Objet : « Au nom du peuple
français »
Madame le Juge,
Étant donné
que nous n’avons pu nous exprimer lors de l’audience du 13/10/2005-
contrairement à notre ancienne locataire- et parce que nous avions foi en la
justice française, nous avons décidé par la présente de vous dire ce que « le
peuple français » pouvait ressentir suite à une décision de justice.
Cette
missive ne changera rien à la situation, mais je crois qu’il est parfois
nécessaire de redonner un aspect concret
aux cas que vous étudiez.
Mlle X n’a
pas payé les loyers qu’elle nous devait durant quasiment un an. Pendant ce
temps, nous avons dû honorer les traites de notre crédit portant sur le studio
loué, qui s’élevaient à 687€ par mois : cela représente plus de la moitié de mon
salaire.
Par
ailleurs, nous avons avancé la somme de 800 € afin de procéder
honnêtement et de passer par la justice pour résoudre le différend qui
nous opposait à notre locataire. Sans compter, bien évidemment, les autres
factures et les frais de la vie courante. Nous vivons dans un immeuble régi par
la loi de 1948, au sixième étage sans ascenseur, avec WC sur le palier, et une
cage d’escaliers qui tombe en ruines.
Nous nous
interrogeons donc quant à savoir pourquoi le principe d’équité mentionné dans
votre jugement n’a été appliqué qu’à notre locataire…
Cette
dernière s’est gaussé pendant des mois et n’a jamais failli dans ses mensonges et
ses promesses non tenues. Je pense qu’elle a bien ri à la lecture de votre
jugement, puisque les sommes demandées ont été divisées par deux, qu’elle a eu
un délai de deux ans pour nous rembourser, et que sa mère, qui était caution
solidaire, n’a rien à payer pour l’instant.
Nous tenons
à vous signaler qu’à ce jour, Mlle X n’a pas payé la première mensualité de sa
dette, et que nous devons payer une fois de plus des huissiers à hauteur de 250
€ afin de lui « signifier » le jugement (en recevoir une copie n’est sans doute
pas assez clair), et effectuer une saisie sur ses biens (sans être sûres de
toucher quoi que ce fût)…
Notre
ancienne locataire, qui est la mauvaise foi incarnée, poursuit donc sa voie dans
le « j’en-foutisme » absolu (pardonnez cet écart de langage, mais je ne trouve
rien de plus adapté à cette « demoiselle »).
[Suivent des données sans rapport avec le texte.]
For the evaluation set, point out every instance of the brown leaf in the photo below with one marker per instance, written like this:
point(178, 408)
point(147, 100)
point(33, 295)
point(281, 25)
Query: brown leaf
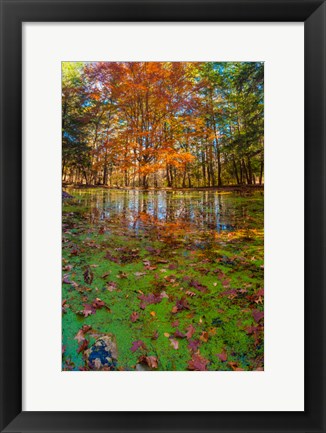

Je vous signale pour information
qu’elle n’a jamais daigné aller chercher un de nos nombreux recommandés (de 4.50
€ pour notre poche à chaque fois), ne répondait jamais à nos coups de fil, et
n’a cessé de nous promettre monts et merveilles dans de multiples mensonges
pendant des mois… Encore mieux : elle a eu le culot de le faire une dernière
fois à la sortie de votre Tribunal !
Par
ailleurs, X et moi-même avons respectivement une Maîtrise de Droit et une de
Lettres. Pourtant, malgré nos études, nous n’avons pas appris l’art de la
divination : comment savoir que l’échéance débute après la signification du
jugement, c’est-à-dire après avoir encore payé la justice française pour
signaler à notre ancienne locataire qu’elle était condamnée ? Nos huissiers ont
même haussé les épaules et se sont abstenus de répondre, considérant ce point
aussi absurde que tant d’autres.
Notre bilan
de cette affaire est simple : notre écoeurement est à son comble; nous nous
demandons à quoi cela nous a servi d’être honnêtes, puisque les gens qui ne le
sont pas s’en sortent mieux ; nous hésitons aujourd’hui à payer nos loyers étant
donné le peu de risques que cela entraîne et les économies substantielles que
nous pourrions faire (cela nous aiderait à payer notre crédit immobilier et les
huissiers) ; nous ne croyons plus en la justice française qui semble
condescendante avec les chouineurs, et aveugle avec les honnêtes gens (je vous
renvoie d’ailleurs à la définition de cet adjectif dans le Robert) ; enfin, en
tant que propriétaires, nous avons eu un mal fou à relouer notre studio tant
notre confiance a été flouée ces derniers mois.
Certes,
cette affaire doit vous paraître bien ridicule et impropre à tant
d’épanchements, mais elle a failli nous faire passer du côté des interdits
bancaires, nous, les petits propriétaires avec une morale, l'agent bancaire, et
la fonctionnaire de l’Education Nationale…
Veuillez
recevoir, malgré tout, Madame le juge, nos salutations distinguées.